Throughout the aforementioned synthpop quartet’s lifespan, and beyond its demise, Dust drifted in and out of the public eye, involving himself with numerous projects; LA PRIEST being one of them. Following the release of 2007’s "Engine" 12” on Erol Alkan‘s Phantasy Sound, the world was expecting something special soon after. It’s taken a while, but we’ve finally been graced with his debut.
Late of the Pier were never ones to shy away from obscenity, both live and on record. The band carried so much energy and charisma that blew anyone who tried to challenge them out of the water. This was clearly reflected in everything they did; take the ludicrous track and video for "The Bears Are Coming" for example, an absolute cacophony of sound and imagery that no one else but LOTP could pull off. It's not surprising, then, that the world shed a huge acid-drenched tear when the band began to wind down in the late Noughties.
Dust kept his fingers in a number of musical pies, becoming an active touring member with New Zealand's 'King of Smooth', Connan Mockasin, and appearing behind the scenes with groups such as Egyptian Hip Hop and Filthy Dukes. LA PRIEST, however, didn't seem to appear anywhere. In fact, many fans came to the conclusion that it was just one of Dust's many other spectacular distractions from his role in LOTP. But oh, how we were wrong!
LA PRIEST has made his climactic return to the musical world and does so with the boldest of statements - Inji. Clocking in at a comfortable ten tracks, Inji gives us an insight into Dust's mind and what he's been concocting over the last ten years. Though one gets the impression it was never intended to be in the first place, the LP is still a mile away from being a functional pop record. Yet, from the off, it's clear that Dust's songwriting skills have matured a great deal. He seems to have stepped away from the raucous persona that LOTP projected and has developed a new image for himself.
Take opener, "Occasion", for instance, with its slow locked groove between the drum kit and bass, complemented by a heavily distorted guitar and trembling synthesizer. While the power and energy is still there, the vocals seem much more mellow and to have been carefully put together over hours of musical scrutiny.
Stand out tracks include "Lady's In Trouble With The Law", "Night Train" and "Oino", the latter accompanying a mesmerising video with LA PRIEST rolling around a desert with his guitar next to a fury creature with a shiny revolving wheel. These tracks are admittedly at the more commercial end of the spectrum, particularly "Night Train" with its thumping drum machines and harmonic bass melodies while Dust beautifully swoons us with a soft, catchy vocal hook of "I'm on a night train / moving so fast" that one can't escape singing along to.
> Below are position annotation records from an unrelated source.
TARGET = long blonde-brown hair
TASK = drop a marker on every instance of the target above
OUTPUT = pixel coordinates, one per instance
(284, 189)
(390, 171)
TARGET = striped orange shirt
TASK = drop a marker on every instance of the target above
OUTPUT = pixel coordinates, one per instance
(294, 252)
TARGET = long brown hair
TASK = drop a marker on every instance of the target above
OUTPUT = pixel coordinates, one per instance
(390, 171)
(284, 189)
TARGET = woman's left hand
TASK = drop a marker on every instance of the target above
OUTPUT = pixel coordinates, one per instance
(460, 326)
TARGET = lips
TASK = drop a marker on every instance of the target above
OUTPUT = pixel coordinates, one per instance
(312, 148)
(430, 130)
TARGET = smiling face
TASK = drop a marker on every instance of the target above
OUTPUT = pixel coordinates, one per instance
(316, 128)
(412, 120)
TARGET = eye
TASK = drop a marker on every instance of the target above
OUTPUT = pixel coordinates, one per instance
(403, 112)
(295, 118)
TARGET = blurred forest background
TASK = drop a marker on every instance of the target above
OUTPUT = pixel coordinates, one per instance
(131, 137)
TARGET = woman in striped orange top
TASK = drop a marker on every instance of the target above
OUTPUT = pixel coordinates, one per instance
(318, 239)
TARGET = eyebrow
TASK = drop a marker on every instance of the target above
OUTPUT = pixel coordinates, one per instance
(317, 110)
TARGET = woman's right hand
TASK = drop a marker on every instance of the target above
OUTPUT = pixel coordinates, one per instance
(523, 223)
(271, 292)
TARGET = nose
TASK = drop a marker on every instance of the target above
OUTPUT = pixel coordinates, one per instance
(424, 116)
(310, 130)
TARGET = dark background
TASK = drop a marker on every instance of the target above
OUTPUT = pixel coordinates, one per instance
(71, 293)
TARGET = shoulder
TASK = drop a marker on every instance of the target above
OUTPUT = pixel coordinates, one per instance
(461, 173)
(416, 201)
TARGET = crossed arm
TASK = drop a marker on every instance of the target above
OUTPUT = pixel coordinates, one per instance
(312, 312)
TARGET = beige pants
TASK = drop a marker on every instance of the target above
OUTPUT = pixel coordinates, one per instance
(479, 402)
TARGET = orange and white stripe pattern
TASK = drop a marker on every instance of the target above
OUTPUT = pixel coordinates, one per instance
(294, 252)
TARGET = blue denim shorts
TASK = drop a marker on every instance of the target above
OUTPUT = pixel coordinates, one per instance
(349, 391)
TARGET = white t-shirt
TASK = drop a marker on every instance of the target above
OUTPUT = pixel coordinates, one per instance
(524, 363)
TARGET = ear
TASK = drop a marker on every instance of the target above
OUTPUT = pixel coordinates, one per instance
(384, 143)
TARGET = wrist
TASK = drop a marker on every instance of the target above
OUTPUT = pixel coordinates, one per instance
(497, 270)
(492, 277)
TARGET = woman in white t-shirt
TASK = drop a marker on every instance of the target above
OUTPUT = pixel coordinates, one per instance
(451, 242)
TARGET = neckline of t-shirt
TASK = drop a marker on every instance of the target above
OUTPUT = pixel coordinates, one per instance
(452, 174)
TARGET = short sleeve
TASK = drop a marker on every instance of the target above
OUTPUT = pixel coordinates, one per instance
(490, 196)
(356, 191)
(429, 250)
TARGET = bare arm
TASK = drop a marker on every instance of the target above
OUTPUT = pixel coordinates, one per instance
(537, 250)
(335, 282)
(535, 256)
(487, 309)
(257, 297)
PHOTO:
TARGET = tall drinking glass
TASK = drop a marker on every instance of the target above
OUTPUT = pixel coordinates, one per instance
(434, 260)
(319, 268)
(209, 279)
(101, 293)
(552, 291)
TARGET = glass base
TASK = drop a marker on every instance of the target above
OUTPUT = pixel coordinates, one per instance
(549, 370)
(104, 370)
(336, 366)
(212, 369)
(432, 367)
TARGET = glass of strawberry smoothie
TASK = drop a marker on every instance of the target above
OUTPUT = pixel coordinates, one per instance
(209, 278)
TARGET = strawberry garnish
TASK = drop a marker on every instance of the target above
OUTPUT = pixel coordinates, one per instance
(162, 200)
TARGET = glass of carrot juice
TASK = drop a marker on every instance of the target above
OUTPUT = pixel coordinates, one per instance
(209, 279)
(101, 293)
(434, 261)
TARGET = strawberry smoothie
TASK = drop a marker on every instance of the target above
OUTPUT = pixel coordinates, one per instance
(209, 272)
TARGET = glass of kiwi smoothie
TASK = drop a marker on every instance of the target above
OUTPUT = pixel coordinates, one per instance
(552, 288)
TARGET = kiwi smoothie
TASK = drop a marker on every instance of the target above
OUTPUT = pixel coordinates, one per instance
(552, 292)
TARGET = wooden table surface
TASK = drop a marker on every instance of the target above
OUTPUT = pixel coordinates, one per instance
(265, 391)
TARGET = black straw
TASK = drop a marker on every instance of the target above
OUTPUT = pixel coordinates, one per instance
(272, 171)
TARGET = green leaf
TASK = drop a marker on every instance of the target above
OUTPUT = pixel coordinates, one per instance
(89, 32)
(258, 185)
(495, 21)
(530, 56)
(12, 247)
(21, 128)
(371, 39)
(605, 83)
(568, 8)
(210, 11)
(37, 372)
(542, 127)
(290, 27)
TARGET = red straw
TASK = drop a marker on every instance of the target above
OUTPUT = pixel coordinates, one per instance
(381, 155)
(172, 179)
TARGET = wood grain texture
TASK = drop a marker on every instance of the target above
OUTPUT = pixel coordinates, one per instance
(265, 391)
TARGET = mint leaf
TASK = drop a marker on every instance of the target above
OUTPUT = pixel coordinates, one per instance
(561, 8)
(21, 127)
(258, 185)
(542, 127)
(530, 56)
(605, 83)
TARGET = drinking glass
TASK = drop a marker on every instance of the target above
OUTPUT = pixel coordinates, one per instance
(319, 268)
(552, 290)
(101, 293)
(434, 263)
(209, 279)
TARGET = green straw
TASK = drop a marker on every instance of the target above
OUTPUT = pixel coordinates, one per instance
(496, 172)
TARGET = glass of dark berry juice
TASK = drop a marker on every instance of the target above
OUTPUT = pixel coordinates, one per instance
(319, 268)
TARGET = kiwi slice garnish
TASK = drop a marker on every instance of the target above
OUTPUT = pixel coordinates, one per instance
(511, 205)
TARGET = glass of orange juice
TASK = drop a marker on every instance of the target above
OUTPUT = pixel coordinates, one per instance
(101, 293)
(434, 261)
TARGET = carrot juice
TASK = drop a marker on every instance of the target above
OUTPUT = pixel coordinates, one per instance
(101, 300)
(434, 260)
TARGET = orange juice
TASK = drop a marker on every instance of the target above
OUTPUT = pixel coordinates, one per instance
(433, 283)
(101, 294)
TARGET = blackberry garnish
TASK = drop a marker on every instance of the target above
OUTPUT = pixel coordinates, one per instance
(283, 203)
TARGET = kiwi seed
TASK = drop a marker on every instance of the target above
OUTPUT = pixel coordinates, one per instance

At the other end, we're presented with a number of instrumentals like "Fabby", an almost prog rock-like theme that could have easily been prepared by Syd Barrett's Pink Floyd or Nadine Shah after a few beers, and "Lorry Park", which sounds somewhere between Tune-Yards and Aphex Twin. While they're hardly gasping for daytime radio play, LA PRIEST takes us on seemingly beautiful journies throughout these tracks, weaving in and out of vocal/ instrumental loops and effects.
Overall, this is a potentially classic debut and Dust has clearly used his time away appropriately. Rather than rushing into something, Inji is a complex compilation of his finest material. It's good to finally have him back.